Actions menées au niveau de la France :
La France est l'un des pays industrialisés dont la contribution à l'effet de serre est la moins forte (elle émettrait en 1995 1.7 tonnes de carbone par an et par habitant). Cette situation résulte notamment de la politique d'économies d'énergie menée depuis le premier choc pétrolier. Notre pays a par ailleurs adopté un programme national de prévention des changements de climat qui contient un certain nombre de mesures tendant à réduire les émissions de gaz carbonique, de méthane, de protoxyde d'azote et d'autres gaz à effet de serre, dans les secteurs tels que :
Le bâtiment, par le renforcement de la réglementation thermique dans l'habitat.
L'industrie, par des incitations fiscales aux économies d'énergie et des accords volontaires de réduction d'émissions de gaz à effet de serre.
Les transports, par des dispositions tendant à réduire la consommation énergétique des véhicules. Ce programme, actualisé en mai 1997, est renforcé par la mise en ouvre de la loi du 30 décembre 1996 sur l'air et l'utilisation rationnelle de l'énergie, dont bon nombre de dispositions, tant en ce qui concerne le développement des transports moins polluants que dans son volet maîtrise de l'énergie, contribuent à la réduction des émissions des gaz à effet de serre. Il a été complété par un plan de lutte contre l'effet de serre, présenté par madame Voynet au conseil des ministres du 26 novembre 1997. Des réflexions seront menées, dans le courant de l'année 1999 sur le renforcement de ces mesures.
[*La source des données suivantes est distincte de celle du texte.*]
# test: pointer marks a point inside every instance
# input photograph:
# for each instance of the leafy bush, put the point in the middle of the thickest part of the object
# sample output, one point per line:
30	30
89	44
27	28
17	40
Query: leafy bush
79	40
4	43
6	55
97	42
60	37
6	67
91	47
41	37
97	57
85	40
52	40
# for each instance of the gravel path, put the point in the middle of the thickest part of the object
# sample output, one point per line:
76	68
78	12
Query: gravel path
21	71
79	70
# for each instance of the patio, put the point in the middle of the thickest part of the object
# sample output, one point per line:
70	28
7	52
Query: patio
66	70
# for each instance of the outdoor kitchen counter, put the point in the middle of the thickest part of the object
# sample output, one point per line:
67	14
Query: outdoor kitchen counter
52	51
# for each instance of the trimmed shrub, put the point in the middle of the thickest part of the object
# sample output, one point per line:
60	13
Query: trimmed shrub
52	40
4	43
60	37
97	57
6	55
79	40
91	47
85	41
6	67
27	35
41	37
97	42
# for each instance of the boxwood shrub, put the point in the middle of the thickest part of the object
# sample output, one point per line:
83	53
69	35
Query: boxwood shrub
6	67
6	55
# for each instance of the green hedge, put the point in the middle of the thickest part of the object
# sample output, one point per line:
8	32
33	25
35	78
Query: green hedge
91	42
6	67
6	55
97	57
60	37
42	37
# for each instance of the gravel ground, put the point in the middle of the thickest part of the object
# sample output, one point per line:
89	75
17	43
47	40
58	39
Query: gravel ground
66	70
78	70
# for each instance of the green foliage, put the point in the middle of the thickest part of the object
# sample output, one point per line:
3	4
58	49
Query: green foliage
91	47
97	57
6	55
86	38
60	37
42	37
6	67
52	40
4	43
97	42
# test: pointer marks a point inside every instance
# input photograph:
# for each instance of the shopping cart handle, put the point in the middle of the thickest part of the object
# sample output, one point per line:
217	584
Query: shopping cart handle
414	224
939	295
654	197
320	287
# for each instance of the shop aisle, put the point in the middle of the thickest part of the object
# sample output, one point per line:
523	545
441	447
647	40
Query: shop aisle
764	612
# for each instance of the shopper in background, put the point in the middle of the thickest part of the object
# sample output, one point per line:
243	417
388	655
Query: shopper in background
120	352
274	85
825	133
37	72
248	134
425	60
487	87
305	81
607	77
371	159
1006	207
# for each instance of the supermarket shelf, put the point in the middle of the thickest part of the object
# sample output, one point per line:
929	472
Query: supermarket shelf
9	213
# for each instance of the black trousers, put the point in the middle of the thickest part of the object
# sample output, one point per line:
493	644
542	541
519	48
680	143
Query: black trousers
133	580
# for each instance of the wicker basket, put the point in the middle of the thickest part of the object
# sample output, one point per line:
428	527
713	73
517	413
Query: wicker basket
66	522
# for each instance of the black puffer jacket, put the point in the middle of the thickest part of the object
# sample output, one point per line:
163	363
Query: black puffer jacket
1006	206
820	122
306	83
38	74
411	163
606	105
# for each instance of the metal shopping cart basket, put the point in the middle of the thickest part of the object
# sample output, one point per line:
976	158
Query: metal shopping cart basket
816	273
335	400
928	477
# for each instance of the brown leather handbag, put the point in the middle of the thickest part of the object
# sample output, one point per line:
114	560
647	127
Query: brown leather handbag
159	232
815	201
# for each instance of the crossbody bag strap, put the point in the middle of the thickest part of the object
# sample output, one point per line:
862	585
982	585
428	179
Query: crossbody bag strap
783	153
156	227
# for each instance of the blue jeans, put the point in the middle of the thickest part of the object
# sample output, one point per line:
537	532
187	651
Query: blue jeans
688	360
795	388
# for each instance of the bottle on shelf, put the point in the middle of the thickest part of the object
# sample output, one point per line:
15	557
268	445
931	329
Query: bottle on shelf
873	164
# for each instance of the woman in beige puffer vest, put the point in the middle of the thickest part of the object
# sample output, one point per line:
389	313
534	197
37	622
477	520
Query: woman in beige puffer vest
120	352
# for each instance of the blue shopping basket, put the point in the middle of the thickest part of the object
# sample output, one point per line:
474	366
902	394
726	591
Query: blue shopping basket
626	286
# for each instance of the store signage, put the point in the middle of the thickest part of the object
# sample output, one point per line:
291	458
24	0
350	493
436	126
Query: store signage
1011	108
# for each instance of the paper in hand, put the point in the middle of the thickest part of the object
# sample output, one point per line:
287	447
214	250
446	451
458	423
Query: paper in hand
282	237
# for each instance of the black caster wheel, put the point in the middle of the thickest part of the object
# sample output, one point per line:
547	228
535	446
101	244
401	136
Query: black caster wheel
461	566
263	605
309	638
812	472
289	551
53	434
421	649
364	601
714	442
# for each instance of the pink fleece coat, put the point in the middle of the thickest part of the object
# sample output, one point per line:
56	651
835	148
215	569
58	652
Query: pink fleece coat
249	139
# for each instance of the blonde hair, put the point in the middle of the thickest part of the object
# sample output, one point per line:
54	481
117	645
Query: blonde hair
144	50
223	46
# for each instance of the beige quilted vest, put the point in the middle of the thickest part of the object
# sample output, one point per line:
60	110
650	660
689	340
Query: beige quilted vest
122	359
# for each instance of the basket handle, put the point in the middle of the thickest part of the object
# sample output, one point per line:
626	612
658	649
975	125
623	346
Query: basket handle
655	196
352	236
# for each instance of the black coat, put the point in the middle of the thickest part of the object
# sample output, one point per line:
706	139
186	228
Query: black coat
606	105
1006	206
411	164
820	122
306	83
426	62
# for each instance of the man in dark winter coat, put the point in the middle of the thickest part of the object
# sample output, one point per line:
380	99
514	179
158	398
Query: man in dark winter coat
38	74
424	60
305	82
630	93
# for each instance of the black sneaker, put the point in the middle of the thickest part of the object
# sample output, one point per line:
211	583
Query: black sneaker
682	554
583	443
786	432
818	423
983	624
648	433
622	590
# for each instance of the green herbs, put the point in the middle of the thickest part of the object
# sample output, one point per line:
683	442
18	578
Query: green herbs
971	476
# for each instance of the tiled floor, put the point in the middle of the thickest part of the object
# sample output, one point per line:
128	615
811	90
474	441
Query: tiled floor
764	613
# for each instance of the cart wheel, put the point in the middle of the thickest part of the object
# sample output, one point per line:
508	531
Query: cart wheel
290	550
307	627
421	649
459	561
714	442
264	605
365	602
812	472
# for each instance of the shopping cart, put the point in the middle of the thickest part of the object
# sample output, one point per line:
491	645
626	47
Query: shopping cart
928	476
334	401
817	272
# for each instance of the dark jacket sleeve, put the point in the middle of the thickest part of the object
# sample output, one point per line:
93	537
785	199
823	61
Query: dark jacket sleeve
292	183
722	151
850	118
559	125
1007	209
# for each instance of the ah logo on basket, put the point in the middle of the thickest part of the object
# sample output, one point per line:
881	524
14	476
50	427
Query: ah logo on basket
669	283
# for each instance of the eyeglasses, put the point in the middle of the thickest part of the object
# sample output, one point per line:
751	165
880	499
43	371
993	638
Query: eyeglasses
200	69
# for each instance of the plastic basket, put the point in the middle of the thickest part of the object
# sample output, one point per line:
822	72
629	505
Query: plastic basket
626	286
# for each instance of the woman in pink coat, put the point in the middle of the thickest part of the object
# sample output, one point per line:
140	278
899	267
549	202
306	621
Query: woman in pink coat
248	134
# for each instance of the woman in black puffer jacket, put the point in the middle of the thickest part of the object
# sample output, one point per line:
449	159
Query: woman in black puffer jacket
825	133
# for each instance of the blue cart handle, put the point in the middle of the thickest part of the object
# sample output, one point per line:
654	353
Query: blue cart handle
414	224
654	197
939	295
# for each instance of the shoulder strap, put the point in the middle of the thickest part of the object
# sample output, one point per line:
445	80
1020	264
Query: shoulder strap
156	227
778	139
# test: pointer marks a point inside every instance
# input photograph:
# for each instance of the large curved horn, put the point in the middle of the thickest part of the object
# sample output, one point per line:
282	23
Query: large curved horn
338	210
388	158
Un nouveau programme sera adopté en fin d'année 1999 par la commission interministérielle de l'effet de serre.
Problème de société et de mentalité :
La recherche du profit à court terme et à outrance, quelque soit les risques et les atteintes portaient à l'environnement, nous font aller droit au mur. Si une prise de conscience se fait dans les 10 prochaines années, nous en subirons tous les conséquences. Ceux qui ont vécu la tempête sur la côte Atlantique et dans le Nord de la France, ce sont bien rendus compte que nous sommes peu de choses lorsque la nature se déchaîne. Cela n'est peut être qu'un signe avant coureur d'une catastrophe plus grave. Notre société ne tient qu'à un fil et nous sommes peut être en train de le couper.